Zwangspause. Das größere Boot überholte nicht, sondern ging auf Parallelkurs, und schon kurze Zeit später tönte es aus dem Lautsprecher: "Hier ist die Wasserschutzpolizei, bitte kommen sie längsseits!" Meine Lichterführung sei nicht vorschriftsgemäß, wurde ich belehrt. Ich hatte eine Petroleumlampe ins Rigg gehängt und war mit Motor unterwegs. Es war gegen 23:00 Uhr auf dem Langen See in der Nähe der Regattastrecke. Ich solle also außerhalb des Fahrwassers ankern und am nächsten Tag bei Tageslicht weiter fahren. Vorsichtshalber erkundigte ich mich, was denn passieren würde, wenn ich trotzdem weiter fahren würde. "Dann würden wir einen Vorsatz unterstellen und das hätte ein deutliches Bußgeld zur Folge! Einstweilen würden wir es bei einer Belehrung und Verwarnung belassen.", war die Auskunft. Eigentlich wollte ich noch bis Köpenick, fügte mich aber in mein Schicksal. Und das war besser so. Gegen 01:00 Uhr patrouillierten sie nochmals. So konnte es nicht bleiben. Ich brauchte Positionslichter.

Zeitzonen. Die Sportfreunde im Segelverein sagen auch am Mittag noch freundlich "Guten Morgen!" zu mir und erkundigen sich, ob ich denn gut geschlafen hätte. Vielleicht ist ein ironischer Unterton dabei, aber das interessiert mich nicht. Ich bin Nachtmensch und werde erst in der zweiten Hälfte des Tages wirklich aktiv. Außer an Silvester gehe ich nie vor Mitternacht ins Bett. Und wenn immer es geht, schlafe ich lange, im Urlaub um so mehr. Meine Freundin hat das früher immer persönlich genommen, wenn ich am späten Vormittag noch in der Koje lag und sie bereits mit Frühstück und Zeitungslektüre fertig war und auf mich wartete. Sie dachte, ich liebte sie nicht genug und wolle ihr den Urlaub versauen. Dabei lebten wir nur in unterschiedlichen Zeitzonen, die einige Stunden auseinander lagen. Als wir das eines Tages herausgefunden hatten, kamen wir besser miteinander klar. Ich bin einfach so.

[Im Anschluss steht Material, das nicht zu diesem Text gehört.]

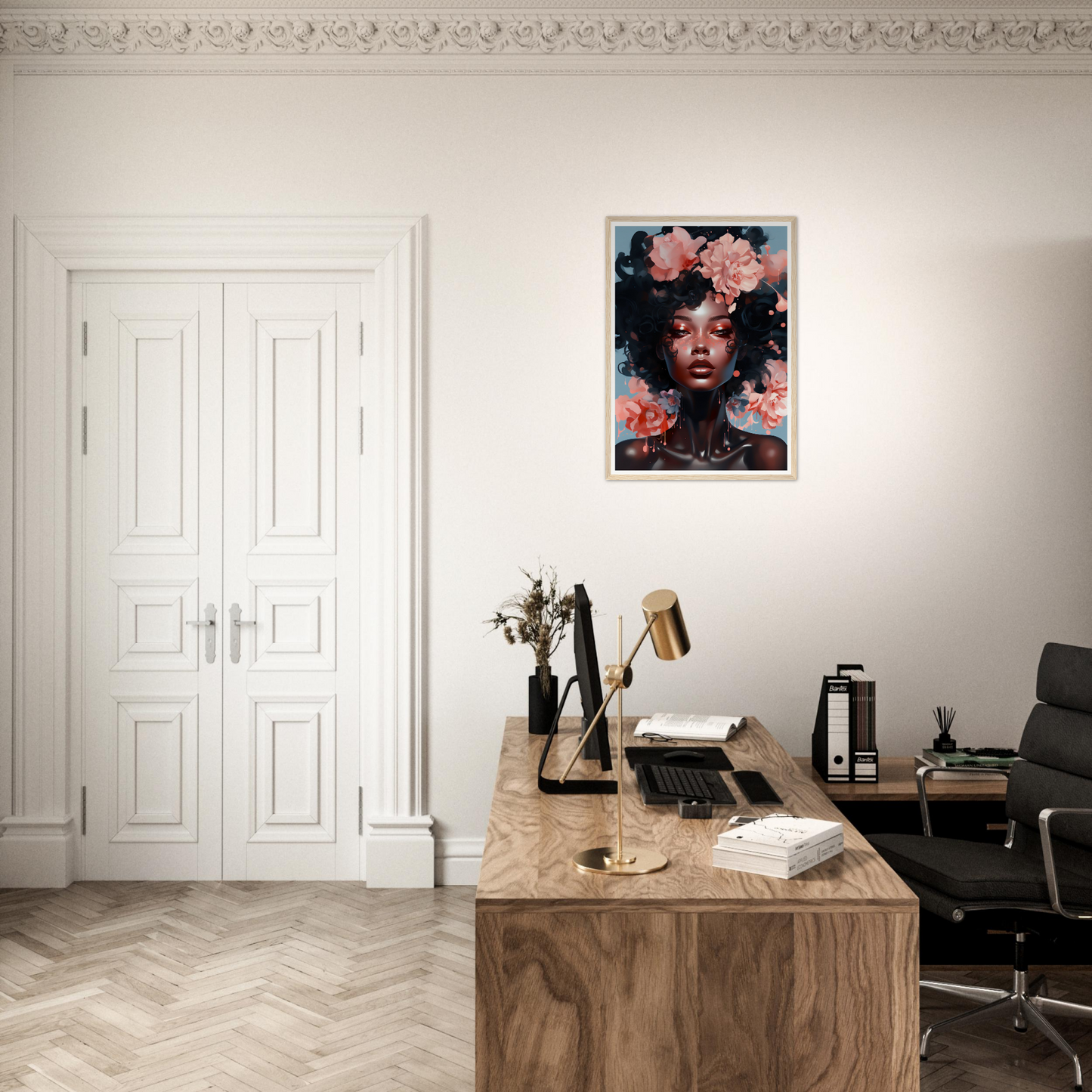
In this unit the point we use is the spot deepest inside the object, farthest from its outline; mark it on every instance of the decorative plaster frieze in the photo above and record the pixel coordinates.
(702, 34)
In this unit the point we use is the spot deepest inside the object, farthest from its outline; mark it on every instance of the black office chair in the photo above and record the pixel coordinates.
(1044, 868)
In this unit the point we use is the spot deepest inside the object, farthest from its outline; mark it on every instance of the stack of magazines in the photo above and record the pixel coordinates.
(960, 765)
(778, 846)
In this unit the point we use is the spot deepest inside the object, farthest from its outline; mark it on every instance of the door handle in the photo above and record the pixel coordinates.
(237, 623)
(210, 620)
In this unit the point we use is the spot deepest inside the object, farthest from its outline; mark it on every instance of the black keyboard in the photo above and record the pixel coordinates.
(682, 784)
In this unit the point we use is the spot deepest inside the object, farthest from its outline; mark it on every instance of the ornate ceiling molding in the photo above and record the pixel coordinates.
(1064, 41)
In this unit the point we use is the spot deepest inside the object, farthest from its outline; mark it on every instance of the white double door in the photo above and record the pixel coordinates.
(221, 485)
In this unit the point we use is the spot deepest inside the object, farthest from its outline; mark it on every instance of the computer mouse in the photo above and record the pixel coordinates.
(682, 756)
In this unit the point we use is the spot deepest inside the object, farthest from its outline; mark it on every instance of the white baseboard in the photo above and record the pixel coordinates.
(459, 861)
(401, 852)
(37, 851)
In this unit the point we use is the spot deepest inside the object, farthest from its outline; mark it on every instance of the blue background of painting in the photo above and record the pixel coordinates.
(623, 236)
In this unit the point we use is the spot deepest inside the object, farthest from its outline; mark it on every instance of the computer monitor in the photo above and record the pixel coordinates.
(591, 698)
(588, 679)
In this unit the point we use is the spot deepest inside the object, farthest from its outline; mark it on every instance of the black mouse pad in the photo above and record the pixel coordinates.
(686, 758)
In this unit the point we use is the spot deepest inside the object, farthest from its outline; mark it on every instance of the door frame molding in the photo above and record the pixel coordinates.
(41, 748)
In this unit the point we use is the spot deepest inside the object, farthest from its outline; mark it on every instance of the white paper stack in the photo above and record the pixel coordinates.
(778, 846)
(716, 729)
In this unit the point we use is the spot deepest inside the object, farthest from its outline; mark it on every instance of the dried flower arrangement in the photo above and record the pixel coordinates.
(539, 617)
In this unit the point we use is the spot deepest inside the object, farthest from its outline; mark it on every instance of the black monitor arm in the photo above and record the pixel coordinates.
(569, 787)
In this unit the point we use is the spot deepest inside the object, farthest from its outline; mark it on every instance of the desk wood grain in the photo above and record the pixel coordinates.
(532, 838)
(690, 979)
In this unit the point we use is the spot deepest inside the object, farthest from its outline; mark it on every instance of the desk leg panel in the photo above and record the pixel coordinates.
(697, 1001)
(745, 1001)
(855, 1003)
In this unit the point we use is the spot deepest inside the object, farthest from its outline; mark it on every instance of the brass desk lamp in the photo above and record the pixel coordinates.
(664, 621)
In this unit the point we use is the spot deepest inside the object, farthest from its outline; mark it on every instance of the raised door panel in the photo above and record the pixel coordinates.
(156, 427)
(156, 787)
(292, 472)
(152, 562)
(295, 434)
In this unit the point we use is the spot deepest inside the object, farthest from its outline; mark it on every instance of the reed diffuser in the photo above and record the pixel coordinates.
(944, 716)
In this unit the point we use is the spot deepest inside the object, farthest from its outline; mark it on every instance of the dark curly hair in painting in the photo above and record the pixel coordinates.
(645, 306)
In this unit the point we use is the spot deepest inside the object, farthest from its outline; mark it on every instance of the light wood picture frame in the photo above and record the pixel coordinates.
(701, 348)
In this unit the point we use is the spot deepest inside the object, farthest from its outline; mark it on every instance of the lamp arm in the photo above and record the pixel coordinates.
(606, 701)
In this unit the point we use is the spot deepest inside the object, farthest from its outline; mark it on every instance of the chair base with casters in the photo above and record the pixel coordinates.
(1027, 1003)
(1044, 871)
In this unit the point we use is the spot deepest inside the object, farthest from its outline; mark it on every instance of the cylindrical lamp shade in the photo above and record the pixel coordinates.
(669, 631)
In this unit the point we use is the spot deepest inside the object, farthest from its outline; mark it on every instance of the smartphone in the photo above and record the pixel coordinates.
(756, 787)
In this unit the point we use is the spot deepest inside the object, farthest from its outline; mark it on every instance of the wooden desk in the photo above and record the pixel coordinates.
(694, 979)
(898, 783)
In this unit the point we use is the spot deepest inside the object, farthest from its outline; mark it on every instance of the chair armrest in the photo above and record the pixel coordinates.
(923, 800)
(1052, 877)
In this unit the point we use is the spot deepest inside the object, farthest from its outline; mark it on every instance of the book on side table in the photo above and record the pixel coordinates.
(957, 766)
(778, 846)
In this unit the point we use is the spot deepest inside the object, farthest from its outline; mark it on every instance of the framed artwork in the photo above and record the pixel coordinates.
(701, 348)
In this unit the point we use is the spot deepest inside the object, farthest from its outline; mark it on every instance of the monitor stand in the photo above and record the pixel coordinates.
(572, 787)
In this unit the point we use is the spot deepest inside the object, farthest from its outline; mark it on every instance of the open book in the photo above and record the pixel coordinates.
(686, 726)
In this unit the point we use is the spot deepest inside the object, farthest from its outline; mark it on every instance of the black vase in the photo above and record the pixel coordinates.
(540, 711)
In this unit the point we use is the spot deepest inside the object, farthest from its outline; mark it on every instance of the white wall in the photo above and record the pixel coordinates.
(939, 529)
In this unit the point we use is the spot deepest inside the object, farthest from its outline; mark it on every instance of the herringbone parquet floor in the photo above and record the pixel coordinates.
(243, 988)
(323, 988)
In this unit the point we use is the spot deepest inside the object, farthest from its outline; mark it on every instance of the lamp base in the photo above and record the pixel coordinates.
(601, 859)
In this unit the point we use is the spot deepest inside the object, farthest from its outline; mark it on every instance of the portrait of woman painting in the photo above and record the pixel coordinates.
(701, 348)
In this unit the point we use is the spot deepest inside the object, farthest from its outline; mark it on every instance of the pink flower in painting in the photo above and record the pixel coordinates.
(640, 413)
(772, 405)
(732, 265)
(773, 265)
(674, 252)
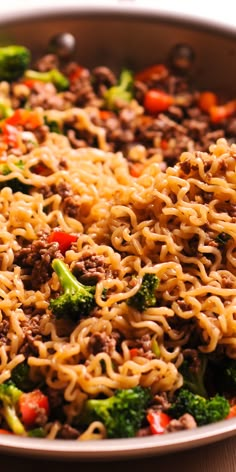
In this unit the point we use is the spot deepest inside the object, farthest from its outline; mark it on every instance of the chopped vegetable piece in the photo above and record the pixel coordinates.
(54, 76)
(158, 421)
(77, 300)
(121, 92)
(22, 117)
(14, 60)
(122, 413)
(156, 101)
(32, 404)
(9, 396)
(63, 239)
(205, 411)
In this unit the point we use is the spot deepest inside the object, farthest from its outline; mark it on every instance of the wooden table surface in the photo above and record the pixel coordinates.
(218, 457)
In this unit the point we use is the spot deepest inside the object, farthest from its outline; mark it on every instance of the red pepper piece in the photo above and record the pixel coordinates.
(158, 421)
(154, 72)
(10, 135)
(22, 117)
(63, 239)
(31, 405)
(156, 101)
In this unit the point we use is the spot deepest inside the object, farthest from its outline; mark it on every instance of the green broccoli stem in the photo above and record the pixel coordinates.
(122, 91)
(54, 76)
(14, 60)
(12, 420)
(67, 280)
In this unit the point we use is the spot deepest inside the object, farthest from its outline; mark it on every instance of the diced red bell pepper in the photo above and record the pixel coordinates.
(31, 405)
(22, 117)
(10, 135)
(156, 71)
(105, 114)
(63, 239)
(133, 352)
(158, 421)
(156, 101)
(30, 83)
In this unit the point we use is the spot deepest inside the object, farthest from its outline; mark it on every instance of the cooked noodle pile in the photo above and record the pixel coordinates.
(159, 223)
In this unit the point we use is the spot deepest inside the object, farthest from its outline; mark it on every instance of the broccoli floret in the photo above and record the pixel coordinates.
(204, 410)
(122, 91)
(54, 76)
(9, 397)
(20, 376)
(15, 184)
(193, 375)
(14, 61)
(145, 297)
(122, 414)
(77, 299)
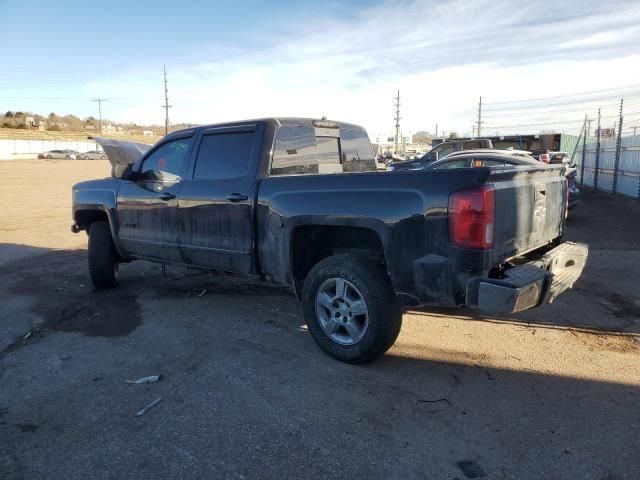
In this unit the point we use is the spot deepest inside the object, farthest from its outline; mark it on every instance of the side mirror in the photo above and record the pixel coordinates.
(130, 171)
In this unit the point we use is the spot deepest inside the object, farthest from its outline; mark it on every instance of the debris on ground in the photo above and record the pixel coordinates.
(148, 407)
(149, 379)
(446, 400)
(471, 469)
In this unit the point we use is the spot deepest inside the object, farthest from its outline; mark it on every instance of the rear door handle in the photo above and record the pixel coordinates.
(237, 197)
(166, 196)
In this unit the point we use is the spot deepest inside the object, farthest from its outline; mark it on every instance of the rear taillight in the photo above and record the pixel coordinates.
(472, 218)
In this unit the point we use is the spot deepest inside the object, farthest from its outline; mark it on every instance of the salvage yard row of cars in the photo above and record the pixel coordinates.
(73, 155)
(300, 202)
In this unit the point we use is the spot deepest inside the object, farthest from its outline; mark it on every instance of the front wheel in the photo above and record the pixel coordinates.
(350, 308)
(103, 265)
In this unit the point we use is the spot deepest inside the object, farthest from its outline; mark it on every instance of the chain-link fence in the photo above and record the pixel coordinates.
(607, 166)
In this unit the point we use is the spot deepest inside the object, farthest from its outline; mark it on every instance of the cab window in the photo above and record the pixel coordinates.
(168, 162)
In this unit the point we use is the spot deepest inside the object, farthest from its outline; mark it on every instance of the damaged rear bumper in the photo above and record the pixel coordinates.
(531, 284)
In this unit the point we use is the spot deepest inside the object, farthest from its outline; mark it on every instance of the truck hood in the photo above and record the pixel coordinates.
(121, 153)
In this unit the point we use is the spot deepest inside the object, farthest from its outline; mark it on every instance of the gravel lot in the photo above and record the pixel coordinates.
(550, 393)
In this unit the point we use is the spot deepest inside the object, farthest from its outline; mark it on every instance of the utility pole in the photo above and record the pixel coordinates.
(166, 105)
(595, 175)
(616, 165)
(100, 100)
(584, 150)
(397, 119)
(479, 116)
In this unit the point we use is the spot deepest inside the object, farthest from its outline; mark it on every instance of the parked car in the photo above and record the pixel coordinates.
(442, 150)
(93, 155)
(60, 154)
(299, 202)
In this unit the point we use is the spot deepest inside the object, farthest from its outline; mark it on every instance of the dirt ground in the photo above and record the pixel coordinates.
(550, 393)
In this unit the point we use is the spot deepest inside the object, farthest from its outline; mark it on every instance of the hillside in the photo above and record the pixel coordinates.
(21, 134)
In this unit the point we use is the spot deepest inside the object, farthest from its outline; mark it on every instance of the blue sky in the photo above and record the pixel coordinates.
(230, 60)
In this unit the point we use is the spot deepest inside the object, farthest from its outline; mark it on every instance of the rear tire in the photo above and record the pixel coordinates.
(362, 323)
(103, 265)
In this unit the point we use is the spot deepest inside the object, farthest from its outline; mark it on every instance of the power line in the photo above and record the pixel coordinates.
(592, 92)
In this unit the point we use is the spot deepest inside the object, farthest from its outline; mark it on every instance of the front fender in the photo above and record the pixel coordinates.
(97, 196)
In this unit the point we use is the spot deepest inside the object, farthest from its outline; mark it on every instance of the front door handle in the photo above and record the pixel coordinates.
(237, 197)
(166, 196)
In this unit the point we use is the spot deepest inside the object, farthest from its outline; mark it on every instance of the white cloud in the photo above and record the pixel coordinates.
(441, 55)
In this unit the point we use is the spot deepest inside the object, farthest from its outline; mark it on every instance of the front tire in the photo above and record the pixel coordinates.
(103, 265)
(350, 308)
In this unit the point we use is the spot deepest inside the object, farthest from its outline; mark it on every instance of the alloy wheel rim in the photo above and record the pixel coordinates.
(342, 311)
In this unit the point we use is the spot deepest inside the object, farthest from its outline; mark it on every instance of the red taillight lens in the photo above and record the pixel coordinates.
(472, 218)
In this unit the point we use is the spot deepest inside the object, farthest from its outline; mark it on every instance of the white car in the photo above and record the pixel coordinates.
(93, 155)
(61, 154)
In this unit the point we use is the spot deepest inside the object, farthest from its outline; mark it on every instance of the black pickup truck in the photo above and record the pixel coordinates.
(299, 202)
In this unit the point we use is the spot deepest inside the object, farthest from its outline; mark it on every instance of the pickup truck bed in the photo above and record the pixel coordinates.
(488, 238)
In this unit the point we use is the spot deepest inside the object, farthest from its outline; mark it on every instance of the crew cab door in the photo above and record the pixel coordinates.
(147, 204)
(215, 205)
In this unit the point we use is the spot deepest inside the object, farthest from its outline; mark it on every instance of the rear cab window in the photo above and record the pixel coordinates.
(321, 148)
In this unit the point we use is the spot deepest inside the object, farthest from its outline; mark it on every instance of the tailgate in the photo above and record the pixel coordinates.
(529, 209)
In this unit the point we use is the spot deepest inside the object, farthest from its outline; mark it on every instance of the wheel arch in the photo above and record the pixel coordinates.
(312, 243)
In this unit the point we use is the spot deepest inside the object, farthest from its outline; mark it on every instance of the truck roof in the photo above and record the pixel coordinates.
(277, 121)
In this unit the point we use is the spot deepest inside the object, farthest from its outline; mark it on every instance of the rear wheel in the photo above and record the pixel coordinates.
(103, 265)
(350, 308)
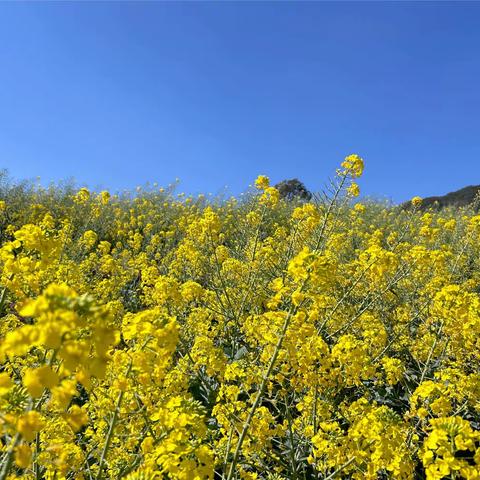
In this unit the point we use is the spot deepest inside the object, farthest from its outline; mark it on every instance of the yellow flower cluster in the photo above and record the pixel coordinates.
(158, 336)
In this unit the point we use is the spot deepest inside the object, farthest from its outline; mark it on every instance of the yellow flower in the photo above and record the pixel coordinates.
(417, 201)
(23, 455)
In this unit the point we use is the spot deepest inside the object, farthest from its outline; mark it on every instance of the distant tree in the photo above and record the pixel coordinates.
(460, 198)
(293, 189)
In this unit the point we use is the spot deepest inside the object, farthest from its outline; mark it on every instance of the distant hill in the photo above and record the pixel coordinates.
(460, 198)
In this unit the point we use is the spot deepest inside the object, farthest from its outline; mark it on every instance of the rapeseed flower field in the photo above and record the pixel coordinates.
(158, 336)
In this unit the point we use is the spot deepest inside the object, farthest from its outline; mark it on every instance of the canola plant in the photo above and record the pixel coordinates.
(161, 337)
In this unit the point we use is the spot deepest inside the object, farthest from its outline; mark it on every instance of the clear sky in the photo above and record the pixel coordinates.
(118, 94)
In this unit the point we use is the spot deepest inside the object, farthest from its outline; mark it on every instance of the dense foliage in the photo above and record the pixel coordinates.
(158, 336)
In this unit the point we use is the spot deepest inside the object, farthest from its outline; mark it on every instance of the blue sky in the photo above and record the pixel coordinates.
(118, 94)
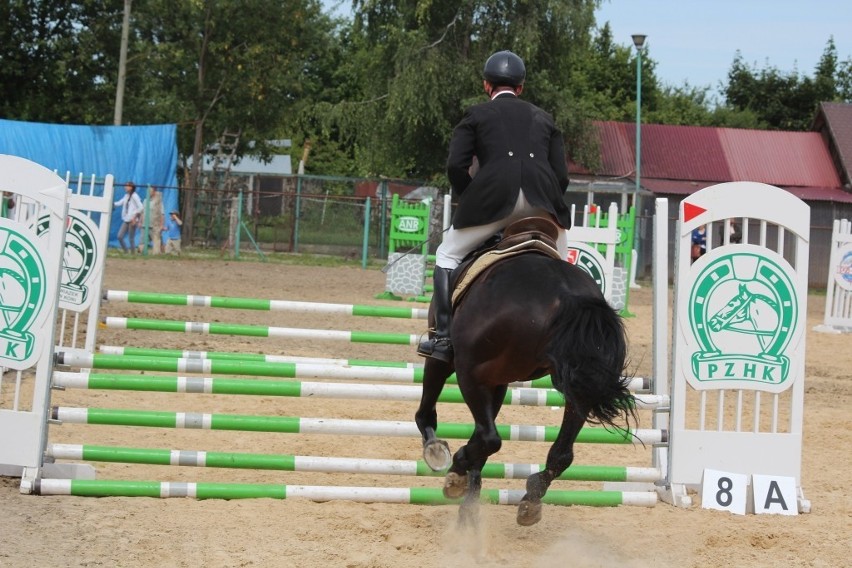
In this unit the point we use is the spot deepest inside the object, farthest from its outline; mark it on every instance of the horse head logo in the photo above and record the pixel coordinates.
(79, 258)
(743, 311)
(22, 295)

Nach den Plänen und Ratschlägen eines mir bekannten Bootselektrikers verdrahtete ich mein Boot und baute alles ein, was mir wichtig ist. Eine laute Anlage, eine helle Kajütbeleuchtung, Anschlüsse für den Laptop und Steckdosen zum Laden des Handys und vor allem Positionslichter für die Nachtfahrt unter Segeln und unter Motor. Die Kosten des Unternehmens habe ich verdrängt, aber immerhin sind die neuen LED-Positionslichter sparsam in Stromverbrauch und praktisch unzerstörbar. Zusammen mit der Kajütbeleuchtung erweitert sich damit deutlich mein Aktionsradius. Seit dem bin ich sehr viel öfter nachts unterwegs und auch das mühsame Lesen im Lichtkegel der Petroleumlampe hat ein Ende. Mir war gar nicht klar, wie oft in der Saison gerade nachts ein schöner, moderater Wind geht. Und dass mehr Menschen um diese Zeit auf dem Wasser unterwegs sind, als man glauben möchte. Auch der Wasserschutzpolizei bin ich seit dem noch öfters nachts begegnet. Wir grüßen uns immer freundlich.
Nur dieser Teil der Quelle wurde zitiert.